This project looks into the factors that hold the most weight when an applicant’s loan is approved or denied within the state of California. The motivation for this is to provide more transparency regarding the loan approval process, especially in a time where more and more Californians are looking towards taking out loans to afford buying a home. The data set used in this project is taken from the Consumer Financial Protection Bureau. Factors such as the applicant’s race, income, locale, and sex are analyzed. Both decision tree and k-means clustering machine learning models are used to predict whether given loan applications are approved or denied.
The data set used in this project comes from the Consumer Financial Protection Bureau. This data is collected under the Home Mortgage Disclosure Act (HMDA) and contains information regarding individual loan applications [1]. In particular, the data set for this project only contains information on mortgages for single family homes filed in 2017 within the state of California.
We plotted the approval versus denial ratio for each given race in the figure below. For each race, the rates of approved loans versus denied loans are relatively equivalent in value. This leads to the conclusion that there is no racial bias when determining loan approval or denial.
Approval vs. denial rates for each race in the data set Approval rate by county- Decision Tree Model [2]
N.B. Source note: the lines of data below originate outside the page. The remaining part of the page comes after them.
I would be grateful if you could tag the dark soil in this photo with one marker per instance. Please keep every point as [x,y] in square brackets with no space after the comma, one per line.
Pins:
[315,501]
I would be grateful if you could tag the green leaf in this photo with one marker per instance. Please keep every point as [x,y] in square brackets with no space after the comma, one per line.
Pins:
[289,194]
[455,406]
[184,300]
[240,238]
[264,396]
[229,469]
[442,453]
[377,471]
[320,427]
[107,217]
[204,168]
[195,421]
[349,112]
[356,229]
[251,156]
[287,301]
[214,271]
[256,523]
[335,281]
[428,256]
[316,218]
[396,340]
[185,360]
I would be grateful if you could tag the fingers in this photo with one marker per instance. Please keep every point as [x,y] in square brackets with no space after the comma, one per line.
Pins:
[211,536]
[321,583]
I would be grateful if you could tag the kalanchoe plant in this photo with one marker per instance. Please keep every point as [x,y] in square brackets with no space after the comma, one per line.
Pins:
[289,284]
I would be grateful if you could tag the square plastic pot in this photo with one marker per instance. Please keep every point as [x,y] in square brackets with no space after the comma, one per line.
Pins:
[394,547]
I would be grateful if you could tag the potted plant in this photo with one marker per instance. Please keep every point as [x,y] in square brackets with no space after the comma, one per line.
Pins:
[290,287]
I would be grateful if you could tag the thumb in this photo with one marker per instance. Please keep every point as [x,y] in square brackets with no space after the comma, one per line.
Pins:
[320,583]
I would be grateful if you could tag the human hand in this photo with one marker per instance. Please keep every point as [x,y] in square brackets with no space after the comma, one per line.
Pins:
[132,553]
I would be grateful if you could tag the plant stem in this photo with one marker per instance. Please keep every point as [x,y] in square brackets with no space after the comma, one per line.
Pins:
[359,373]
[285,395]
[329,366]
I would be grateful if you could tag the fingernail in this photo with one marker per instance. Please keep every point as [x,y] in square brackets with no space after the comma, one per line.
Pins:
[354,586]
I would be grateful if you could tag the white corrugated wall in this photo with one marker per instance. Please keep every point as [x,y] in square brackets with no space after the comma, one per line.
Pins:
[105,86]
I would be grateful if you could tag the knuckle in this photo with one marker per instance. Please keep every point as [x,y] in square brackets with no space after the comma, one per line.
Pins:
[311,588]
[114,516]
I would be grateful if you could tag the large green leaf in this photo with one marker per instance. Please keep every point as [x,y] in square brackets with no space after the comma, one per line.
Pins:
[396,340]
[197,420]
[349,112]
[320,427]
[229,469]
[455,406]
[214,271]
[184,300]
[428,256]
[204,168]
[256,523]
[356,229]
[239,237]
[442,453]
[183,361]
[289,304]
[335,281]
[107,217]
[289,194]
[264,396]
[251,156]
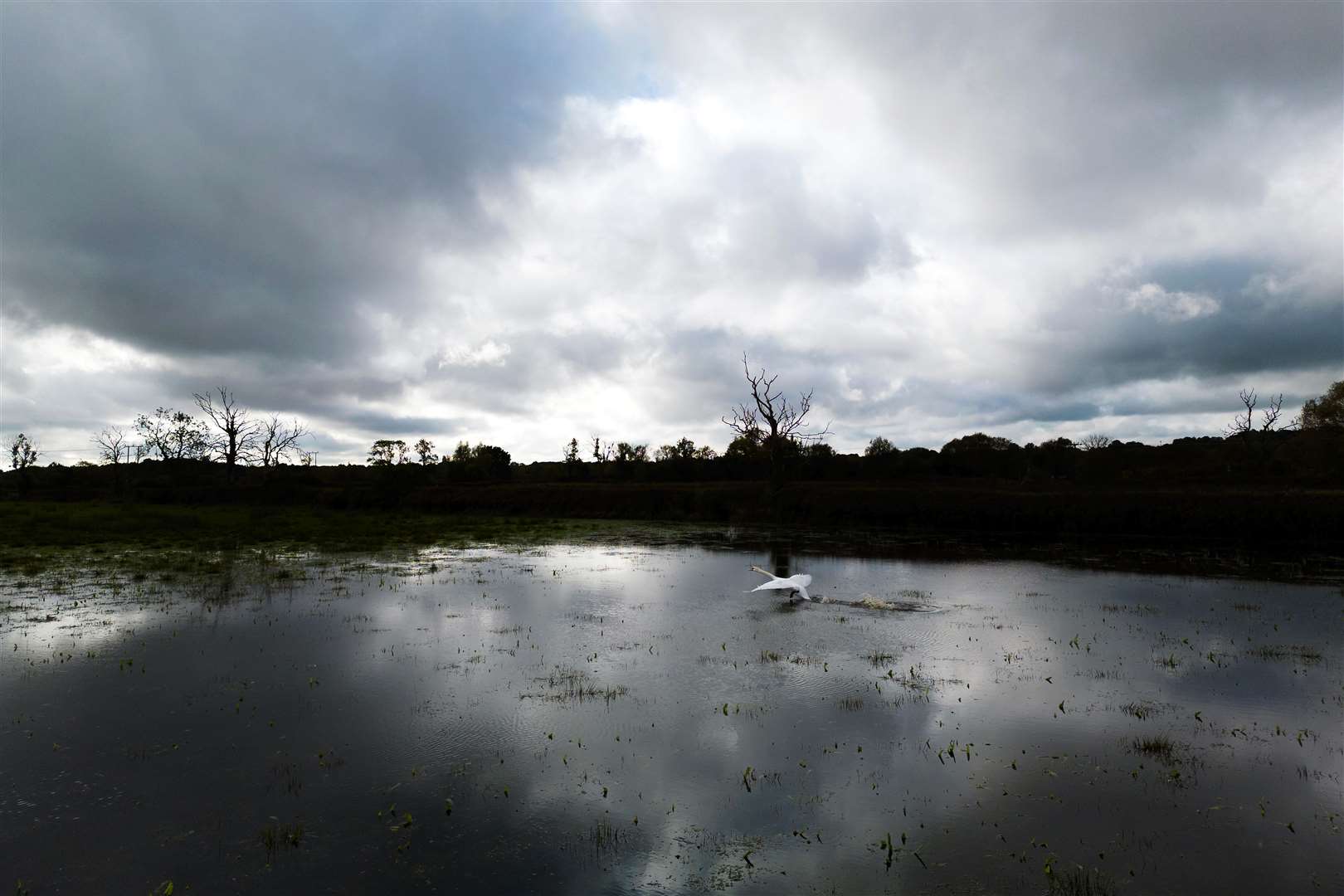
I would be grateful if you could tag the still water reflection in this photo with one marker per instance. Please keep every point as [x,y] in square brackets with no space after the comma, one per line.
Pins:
[628,720]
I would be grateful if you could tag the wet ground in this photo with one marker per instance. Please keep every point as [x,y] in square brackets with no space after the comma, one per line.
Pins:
[626,719]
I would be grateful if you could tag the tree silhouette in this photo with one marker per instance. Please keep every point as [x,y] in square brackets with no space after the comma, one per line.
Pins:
[236,434]
[769,419]
[1327,411]
[23,453]
[173,436]
[114,445]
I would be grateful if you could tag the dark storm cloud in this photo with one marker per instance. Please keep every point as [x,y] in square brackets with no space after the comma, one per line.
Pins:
[460,219]
[261,178]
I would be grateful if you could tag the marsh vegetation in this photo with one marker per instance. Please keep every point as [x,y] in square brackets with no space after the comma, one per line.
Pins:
[600,715]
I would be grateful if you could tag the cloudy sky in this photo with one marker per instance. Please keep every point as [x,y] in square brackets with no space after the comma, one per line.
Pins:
[524,223]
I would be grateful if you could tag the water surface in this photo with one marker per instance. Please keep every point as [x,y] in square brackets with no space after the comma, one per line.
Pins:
[587,719]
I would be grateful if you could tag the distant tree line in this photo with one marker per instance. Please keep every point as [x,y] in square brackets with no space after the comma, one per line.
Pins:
[771,441]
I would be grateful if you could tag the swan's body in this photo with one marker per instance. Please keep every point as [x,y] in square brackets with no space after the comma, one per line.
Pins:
[795,583]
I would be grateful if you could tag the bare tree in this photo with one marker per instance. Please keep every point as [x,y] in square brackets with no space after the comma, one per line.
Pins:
[275,441]
[173,436]
[1093,442]
[425,450]
[388,453]
[769,418]
[1272,414]
[1244,422]
[23,453]
[236,433]
[114,446]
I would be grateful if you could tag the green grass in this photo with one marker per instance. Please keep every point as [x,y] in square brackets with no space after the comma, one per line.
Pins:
[1157,746]
[34,533]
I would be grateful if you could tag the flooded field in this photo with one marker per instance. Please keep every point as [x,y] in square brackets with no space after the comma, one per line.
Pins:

Decision tree machine learning models are non-parametric supervised models used for regression and classification problems. Our goal is to create a model that can predict whether a loan is approved or denied by learning simple decision rules inferred from the training data features. This model is able to handle both numeric variables (the income of the applicant and the loan amount) and categorical variables (the sex, the race, and the county of the applicant). Furthermore, it uses a white box model, hence we can visualize it and it can be explained easier than a black box model such as the ones used in artificial neural networks.
- K-Means Model [3]
K-means machine learning models are unsupervised models, meaning that the training data that goes in to the model is not labeled. Essentially, the model does not know in our case which data values constitute approved loans, and which are denied loan applications. The model must figure out on its own how to distinguish approved loans from denied loans. Upon initializing the k-means algorithm, we determine a set number of centroids to cluster our data around, In our case, we use two centroids for approved and denied loan applications.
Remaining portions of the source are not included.